I've written a RTOS in the past as a learning experience and the least amount of assembly required is that of a stack switch. It will typically look something like:
[Save all registers]
[Store SP]
CALL osSwitchStacks
[Load SP]
[Load all registers]
[Resume task]
The switchContext function has a prototype like void* osSwitchStacks(void*). It's called with the old SP, saves it to the active task object (to know what the last top of stack was), and then switches out for the new SP. To prepare a task, you would simply fill all initial values for the registers in the order they are pushed/popped, where the entry code is used for PC.

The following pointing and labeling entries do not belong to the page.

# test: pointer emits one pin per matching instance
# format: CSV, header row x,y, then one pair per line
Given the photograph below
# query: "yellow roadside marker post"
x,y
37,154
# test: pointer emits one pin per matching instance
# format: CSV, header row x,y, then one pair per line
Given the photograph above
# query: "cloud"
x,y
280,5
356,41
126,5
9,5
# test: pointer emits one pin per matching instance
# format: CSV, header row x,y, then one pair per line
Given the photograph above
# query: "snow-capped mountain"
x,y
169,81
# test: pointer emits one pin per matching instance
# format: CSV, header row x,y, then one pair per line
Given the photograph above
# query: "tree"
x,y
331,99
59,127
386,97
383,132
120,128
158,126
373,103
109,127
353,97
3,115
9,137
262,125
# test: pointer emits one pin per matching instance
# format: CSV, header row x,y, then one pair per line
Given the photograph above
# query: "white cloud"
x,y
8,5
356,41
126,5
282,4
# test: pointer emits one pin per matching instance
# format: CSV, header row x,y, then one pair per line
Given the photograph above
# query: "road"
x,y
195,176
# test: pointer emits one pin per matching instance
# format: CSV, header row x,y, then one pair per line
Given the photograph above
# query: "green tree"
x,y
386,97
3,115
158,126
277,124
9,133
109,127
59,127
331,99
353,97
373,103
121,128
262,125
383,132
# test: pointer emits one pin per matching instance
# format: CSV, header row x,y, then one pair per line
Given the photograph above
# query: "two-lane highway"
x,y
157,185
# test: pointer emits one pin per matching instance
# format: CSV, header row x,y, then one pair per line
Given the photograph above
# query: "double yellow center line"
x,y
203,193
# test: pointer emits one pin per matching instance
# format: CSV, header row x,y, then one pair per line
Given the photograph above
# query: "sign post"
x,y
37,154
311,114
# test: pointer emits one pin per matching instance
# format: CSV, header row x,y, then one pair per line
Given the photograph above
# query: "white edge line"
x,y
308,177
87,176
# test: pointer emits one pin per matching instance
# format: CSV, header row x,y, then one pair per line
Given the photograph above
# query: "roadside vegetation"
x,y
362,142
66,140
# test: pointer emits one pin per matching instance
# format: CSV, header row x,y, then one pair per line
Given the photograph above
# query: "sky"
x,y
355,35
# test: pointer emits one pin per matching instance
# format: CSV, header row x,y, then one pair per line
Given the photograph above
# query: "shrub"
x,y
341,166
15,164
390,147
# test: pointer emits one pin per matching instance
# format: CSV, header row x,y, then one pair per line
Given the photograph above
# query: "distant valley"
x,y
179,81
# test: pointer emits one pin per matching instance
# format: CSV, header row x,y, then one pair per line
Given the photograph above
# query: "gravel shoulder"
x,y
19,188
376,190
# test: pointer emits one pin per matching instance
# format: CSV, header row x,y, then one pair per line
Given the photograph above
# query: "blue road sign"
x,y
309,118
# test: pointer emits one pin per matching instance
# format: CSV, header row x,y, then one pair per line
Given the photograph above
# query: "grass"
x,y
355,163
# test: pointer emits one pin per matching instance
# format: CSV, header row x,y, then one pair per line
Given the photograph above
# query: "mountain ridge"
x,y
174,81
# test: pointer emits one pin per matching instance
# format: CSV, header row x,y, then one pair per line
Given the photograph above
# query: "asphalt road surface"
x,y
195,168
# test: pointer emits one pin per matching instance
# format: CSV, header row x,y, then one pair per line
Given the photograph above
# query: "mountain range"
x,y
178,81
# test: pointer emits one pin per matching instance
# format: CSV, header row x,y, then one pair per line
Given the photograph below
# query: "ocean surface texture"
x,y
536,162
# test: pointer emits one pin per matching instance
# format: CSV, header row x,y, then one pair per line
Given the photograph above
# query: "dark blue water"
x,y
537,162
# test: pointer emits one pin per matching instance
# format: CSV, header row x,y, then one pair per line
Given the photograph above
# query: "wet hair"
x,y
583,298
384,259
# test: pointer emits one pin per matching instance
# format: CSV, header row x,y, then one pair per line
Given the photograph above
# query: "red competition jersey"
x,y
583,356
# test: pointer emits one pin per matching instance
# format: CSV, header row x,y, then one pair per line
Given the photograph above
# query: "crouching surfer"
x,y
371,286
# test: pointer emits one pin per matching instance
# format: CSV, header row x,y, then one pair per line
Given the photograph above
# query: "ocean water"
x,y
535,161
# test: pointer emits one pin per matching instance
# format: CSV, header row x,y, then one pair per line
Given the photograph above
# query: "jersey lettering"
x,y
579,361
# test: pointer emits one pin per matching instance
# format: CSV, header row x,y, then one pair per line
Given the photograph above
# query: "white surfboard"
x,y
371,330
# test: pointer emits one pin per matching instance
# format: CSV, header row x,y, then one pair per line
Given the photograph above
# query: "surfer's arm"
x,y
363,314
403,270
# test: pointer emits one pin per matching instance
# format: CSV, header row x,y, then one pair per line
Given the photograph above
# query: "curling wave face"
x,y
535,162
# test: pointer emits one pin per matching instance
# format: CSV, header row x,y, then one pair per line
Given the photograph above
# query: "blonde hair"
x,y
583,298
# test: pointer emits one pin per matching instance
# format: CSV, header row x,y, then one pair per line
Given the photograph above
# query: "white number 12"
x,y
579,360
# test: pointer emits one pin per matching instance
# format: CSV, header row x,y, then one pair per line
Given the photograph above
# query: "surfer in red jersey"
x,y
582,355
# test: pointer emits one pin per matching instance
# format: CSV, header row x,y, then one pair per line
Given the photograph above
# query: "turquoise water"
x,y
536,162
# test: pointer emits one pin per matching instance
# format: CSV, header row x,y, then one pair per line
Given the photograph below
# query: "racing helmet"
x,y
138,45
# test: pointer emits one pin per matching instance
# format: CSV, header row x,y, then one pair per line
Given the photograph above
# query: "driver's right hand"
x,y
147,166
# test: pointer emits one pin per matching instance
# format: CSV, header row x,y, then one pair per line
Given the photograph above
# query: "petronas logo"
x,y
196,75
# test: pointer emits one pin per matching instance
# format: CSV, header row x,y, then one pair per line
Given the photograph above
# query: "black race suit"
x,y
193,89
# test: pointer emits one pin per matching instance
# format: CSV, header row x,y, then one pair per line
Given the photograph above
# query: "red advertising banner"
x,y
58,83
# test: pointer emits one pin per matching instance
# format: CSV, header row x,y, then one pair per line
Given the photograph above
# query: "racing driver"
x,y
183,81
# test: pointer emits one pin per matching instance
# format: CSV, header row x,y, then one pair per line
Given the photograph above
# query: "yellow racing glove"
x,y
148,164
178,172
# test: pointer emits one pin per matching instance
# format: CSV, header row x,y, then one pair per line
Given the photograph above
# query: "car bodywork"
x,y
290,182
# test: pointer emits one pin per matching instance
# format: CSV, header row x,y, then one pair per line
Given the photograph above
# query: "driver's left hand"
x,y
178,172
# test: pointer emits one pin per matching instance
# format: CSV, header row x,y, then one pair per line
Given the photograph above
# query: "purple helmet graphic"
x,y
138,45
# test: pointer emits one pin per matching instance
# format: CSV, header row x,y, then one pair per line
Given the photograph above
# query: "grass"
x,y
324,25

This is really a minimal example. There are lots of details to get right, like FP registers, coprocessor (if relevant to architecture), stacks for kernel/tasks w.r.t. interrupt handling, etc. By no means am I a RTOS expert nor have dealt recently with them to recall all details completely.
Note that the above code doesn't run the scheduler itself. In my view, the scheduler could be triggered at a (fixed) timer interval to see if it has to change the active task based on the current conditions (e.g. perhaps a timer has passed, or you have a round-robin scheduler). You would also need to run the scheduler when a task blocks on some call (e.g. a delay, a wait on some resource, etc.).
In my experience working with a RTOS, you'll find that most tasks end up in a blocked state until something triggers a change in the system. You could also have more direct context switches without running the scheduler. For example, say you have a low priority task currently running and a high priority task is waiting for an event flag to be set. The function that sets the flag is called, and can look something like:
void osSignalEvent(OsTask_t* pTask, uint32_t flag) {
pTask->signal_flags |= flag;
if (pTask->signal_mask & pTask->signal_flags) {
pTask->state = READY;
if (osActiveTask->priority < pTask->priority) {
osPendingTask = pTask;
osPendContextSwitch();
}
}
Finally, to estimate how much stack you need for a given task.. with the GCC compiler it can output a stack consumption estimation by passing -fstack-usage during compilation. I'm not sure how accurate it is depending on the code you use (I have no idea how good it is at tracking down function pointer calls).
Other methods include filling the stack with a predictable pattern, and then investigating after sufficient system runtime up till which point that pattern has been touched.